Nutrition Per Serving
Estimates based on standard preparation. Adjustments alter macros.
🔄 Substitutions
Instead of LA-style short ribs...
Use Flanken-cut short ribs (English cut)
Thicker — increase grilling time to 5-6 minutes per side
Instead of Asian pear...
Use Kiwi (half amount)
More aggressive tenderizer — don't marinate longer than 4 hours with kiwi
Instead of Rice syrup...
Use Corn syrup or honey
Honey caramelizes faster — watch for burning
🧊 Storage & Reheating
In the Fridge
Store marinated raw ribs for up to 2 days. Cooked ribs for 3 days.
In the Freezer
Freeze marinated raw ribs flat for up to 3 months. Thaw overnight in fridge.
Reheating Rules
Reheat on a hot grill or pan to restore char. Microwave works but you lose the crust.

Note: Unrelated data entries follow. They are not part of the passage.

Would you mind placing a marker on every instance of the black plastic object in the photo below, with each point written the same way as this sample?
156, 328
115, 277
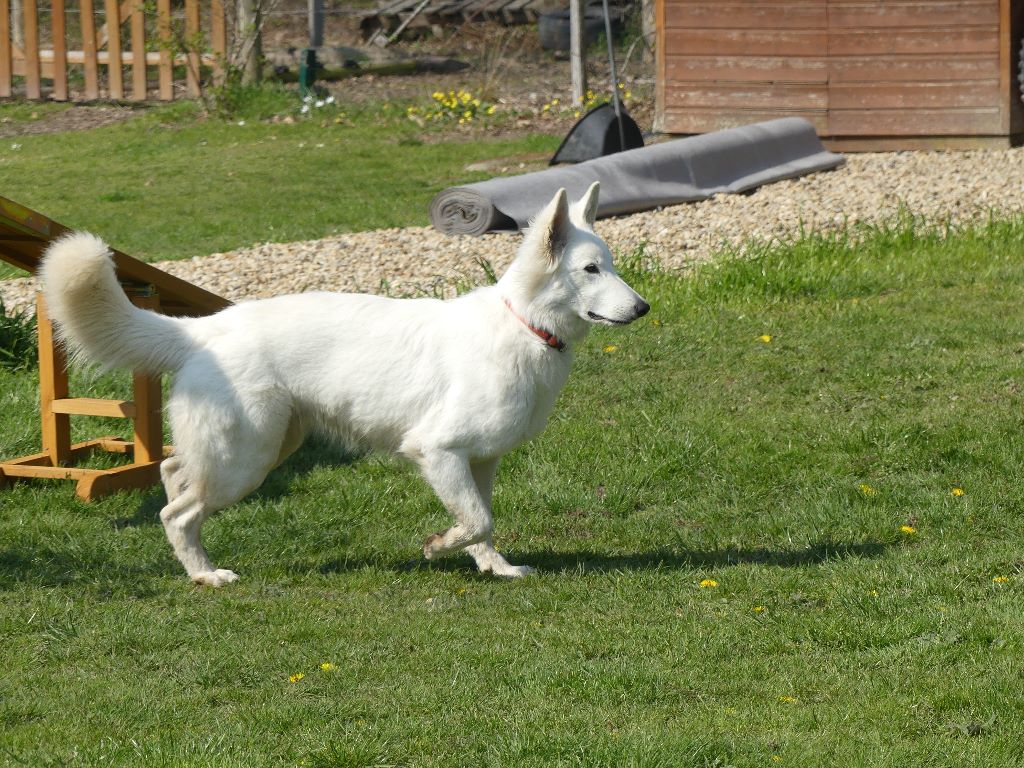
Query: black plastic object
597, 134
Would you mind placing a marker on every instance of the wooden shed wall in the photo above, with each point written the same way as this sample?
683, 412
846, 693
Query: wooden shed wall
868, 74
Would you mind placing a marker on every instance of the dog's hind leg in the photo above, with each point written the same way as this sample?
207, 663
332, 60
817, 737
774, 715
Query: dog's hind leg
182, 519
450, 475
486, 557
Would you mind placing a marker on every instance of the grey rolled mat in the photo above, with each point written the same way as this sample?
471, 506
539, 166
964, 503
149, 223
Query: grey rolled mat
678, 171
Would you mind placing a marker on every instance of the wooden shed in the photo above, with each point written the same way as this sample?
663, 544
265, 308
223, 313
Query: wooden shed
868, 74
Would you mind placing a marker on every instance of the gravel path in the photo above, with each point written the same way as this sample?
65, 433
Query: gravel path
954, 186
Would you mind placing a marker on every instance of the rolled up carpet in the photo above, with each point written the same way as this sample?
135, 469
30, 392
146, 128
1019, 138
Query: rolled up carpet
678, 171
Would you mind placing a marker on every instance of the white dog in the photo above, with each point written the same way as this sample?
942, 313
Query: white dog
451, 385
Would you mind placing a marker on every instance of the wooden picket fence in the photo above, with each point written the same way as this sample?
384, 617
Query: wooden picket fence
99, 46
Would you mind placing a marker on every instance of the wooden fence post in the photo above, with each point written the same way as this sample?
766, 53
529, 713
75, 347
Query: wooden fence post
137, 53
58, 28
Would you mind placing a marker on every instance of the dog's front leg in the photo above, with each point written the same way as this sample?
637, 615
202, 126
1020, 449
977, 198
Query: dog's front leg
465, 491
486, 557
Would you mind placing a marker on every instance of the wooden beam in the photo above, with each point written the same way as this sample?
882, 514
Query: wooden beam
52, 386
89, 49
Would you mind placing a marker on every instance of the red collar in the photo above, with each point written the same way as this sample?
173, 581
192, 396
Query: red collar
546, 336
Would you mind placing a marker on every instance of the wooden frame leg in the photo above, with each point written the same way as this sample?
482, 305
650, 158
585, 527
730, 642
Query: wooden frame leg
52, 386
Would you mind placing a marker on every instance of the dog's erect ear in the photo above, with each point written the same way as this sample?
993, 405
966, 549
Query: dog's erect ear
554, 226
587, 207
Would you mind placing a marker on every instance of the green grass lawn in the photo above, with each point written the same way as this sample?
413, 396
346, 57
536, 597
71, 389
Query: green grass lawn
169, 184
777, 522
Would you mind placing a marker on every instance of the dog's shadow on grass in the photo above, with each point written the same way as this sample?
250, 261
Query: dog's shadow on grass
663, 559
313, 455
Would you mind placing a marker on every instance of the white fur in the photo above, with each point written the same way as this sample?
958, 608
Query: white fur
451, 385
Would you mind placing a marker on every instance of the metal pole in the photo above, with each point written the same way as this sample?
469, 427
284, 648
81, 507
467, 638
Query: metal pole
315, 24
614, 78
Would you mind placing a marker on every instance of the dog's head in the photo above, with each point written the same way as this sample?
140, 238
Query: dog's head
565, 270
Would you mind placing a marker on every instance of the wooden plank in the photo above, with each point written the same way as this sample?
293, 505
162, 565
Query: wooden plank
93, 486
94, 407
954, 42
748, 42
166, 70
148, 426
913, 14
89, 49
913, 95
744, 69
115, 76
52, 386
58, 68
138, 54
193, 36
844, 70
902, 143
914, 122
6, 62
30, 15
732, 15
727, 96
218, 40
40, 472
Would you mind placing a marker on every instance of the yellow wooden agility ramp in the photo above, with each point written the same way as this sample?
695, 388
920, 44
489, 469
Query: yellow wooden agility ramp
25, 235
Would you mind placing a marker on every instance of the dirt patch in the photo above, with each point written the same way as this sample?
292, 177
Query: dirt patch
73, 118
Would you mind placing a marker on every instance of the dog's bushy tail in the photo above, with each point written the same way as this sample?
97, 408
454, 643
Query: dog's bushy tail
93, 317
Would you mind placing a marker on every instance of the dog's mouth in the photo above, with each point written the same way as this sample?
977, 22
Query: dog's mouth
601, 318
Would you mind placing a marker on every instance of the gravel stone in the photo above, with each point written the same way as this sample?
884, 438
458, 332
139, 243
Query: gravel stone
953, 187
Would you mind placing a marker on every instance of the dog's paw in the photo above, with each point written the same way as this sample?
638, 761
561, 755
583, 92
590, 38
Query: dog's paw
511, 571
217, 578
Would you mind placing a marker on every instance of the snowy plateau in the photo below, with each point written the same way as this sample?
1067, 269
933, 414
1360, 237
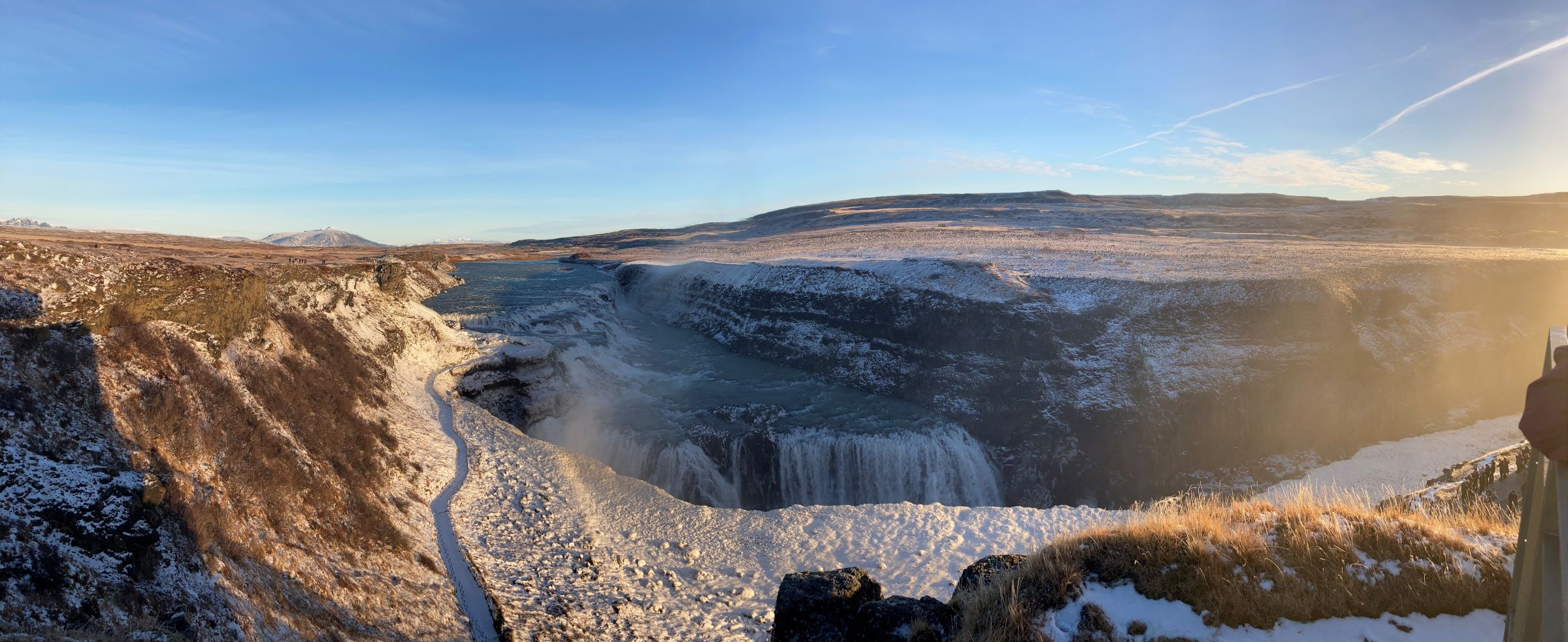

❓ Frequently Asked Questions
Why are they called LA galbi?
Korean butchers in Los Angeles's Koreatown invented the cross-cut style in the 1960s-70s. They sliced short ribs thin across the bone (instead of between bones) to create faster-cooking, more marinate-friendly pieces for grilling. The cut went back to Korea and became the standard.
What is the difference between galbi and bulgogi?
Same marinade family, different cuts and methods. Galbi uses bone-in short ribs (thicker, chewier, more beefy). Bulgogi uses thinly sliced boneless sirloin or ribeye. Galbi is grilled as whole pieces; bulgogi is cooked in thin strips. Galbi is more premium.